89 year old female patient with chronic c/o abdominal discomfort and bloating. Abdominal ultrasound was positive for limited visualization of the gallbladder due to underdistention. This is an abnormal finding if patient was truly nothing by mouth for 6 hours.
What do you think about this finding and how should I optimize her care?
Thank you for this consult on an 86 yo woman with anemia and chronic c/o abdominal discomfort and bloating. Her abdominal US revealed under distension of gallbladder. Lack of gallbladder distention, with a width less than 2.2 cm, is potentially a highly sensitive sign for exclusion of acute cholecystitis, which is unlikely based on her chronic abdominal pain . The gallbladder is usually physiologically contracted after eating, if this patient fasted for at least 6 hour, the underdistended GB is an abnormal finding warranting consideration of further evaluation with a HIDA scan if, in fact, this elderly woman’s goals of care are aligned with further testing and treatment.
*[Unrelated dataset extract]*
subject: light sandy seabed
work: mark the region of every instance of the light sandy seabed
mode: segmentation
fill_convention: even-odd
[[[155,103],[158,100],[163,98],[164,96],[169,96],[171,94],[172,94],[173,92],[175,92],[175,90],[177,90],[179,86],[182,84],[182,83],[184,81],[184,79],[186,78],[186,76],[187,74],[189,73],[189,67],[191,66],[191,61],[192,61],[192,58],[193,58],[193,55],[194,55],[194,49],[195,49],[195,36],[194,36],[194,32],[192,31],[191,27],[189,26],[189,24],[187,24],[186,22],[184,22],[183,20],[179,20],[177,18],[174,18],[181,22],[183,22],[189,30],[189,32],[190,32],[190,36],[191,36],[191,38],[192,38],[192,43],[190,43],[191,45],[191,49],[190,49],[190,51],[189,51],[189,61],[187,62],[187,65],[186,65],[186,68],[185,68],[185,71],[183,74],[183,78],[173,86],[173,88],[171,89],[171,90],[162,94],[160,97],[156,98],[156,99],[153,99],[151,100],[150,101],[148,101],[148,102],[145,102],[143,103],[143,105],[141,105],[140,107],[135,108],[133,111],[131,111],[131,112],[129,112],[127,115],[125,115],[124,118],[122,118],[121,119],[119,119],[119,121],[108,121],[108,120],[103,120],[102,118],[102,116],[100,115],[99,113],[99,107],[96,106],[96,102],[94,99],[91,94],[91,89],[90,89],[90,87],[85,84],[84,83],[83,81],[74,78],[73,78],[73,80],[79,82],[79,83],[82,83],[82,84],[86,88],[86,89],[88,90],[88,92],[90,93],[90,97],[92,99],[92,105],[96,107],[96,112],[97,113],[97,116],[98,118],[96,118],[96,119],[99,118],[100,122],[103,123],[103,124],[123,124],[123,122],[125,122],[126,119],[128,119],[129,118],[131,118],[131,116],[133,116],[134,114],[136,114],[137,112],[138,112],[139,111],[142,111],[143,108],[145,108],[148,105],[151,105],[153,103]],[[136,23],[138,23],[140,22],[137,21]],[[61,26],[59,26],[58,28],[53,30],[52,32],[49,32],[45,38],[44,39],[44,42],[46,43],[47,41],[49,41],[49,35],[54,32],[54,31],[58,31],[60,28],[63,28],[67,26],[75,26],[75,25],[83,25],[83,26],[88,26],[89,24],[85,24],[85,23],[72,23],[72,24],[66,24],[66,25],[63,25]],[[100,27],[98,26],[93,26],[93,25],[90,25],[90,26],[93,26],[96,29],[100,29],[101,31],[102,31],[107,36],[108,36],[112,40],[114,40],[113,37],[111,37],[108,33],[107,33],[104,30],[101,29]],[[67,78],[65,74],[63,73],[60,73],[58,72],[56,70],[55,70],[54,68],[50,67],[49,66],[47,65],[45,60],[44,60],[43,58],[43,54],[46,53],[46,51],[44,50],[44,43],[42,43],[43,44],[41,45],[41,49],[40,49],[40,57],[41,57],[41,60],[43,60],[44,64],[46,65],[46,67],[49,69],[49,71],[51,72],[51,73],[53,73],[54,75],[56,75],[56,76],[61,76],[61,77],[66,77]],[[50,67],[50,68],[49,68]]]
A HIDA takes about an hour to perform and it’s typically not painful, but some patients are not able to lay still for that long and may become anxious in the scanner. The most common conditions causing a poorly visualized gallbladder, are chronic cholecystitis due to cholelithiasis or choledocholithiasis, and rarely dueto GB cancer. There there is no evidence of stones in the gallbladder or biliary tree on US, however, this does not exclude chronic cholecystitis. In the interim, to address the symptoms of bloating and abdominal discomfort, particularly if there’s suspicion of a functional gastrointestinal disorder such as IBS, a trial of the low FODMAP diet could be considered. This diet helps identify food intolerances that may contribute to these symptoms. Probiotics and antispasmodic medications such as hyoscine butylbromide (Buscopan) 10 mg up to three times daily or dicyclomine (Bentyl) 10-20 mg four times daily can also be beneficial. PPIs or H2 blockers may be used if dyspeptic symptoms are prominent, following appropriate dosing guidelines based on the specific medication chosen. Lastly, ensure that the patient is counseled on adequate hydration and fiber intake if no contraindications exist, as these can affect gastrointestinal motility and symptomatology. Again, I would ask the pt how aggressive she wants to be with testing and treatment. I would also keep in mind that a healthy 86-year-old, on average, has a life expectancy of about 6.5 more years; if she has multi morbidity, life expectancy is less. The time to benefit from a HIDA scan, and potentially treatment of the findings, needs to be taken into consideration in light of life expectancy.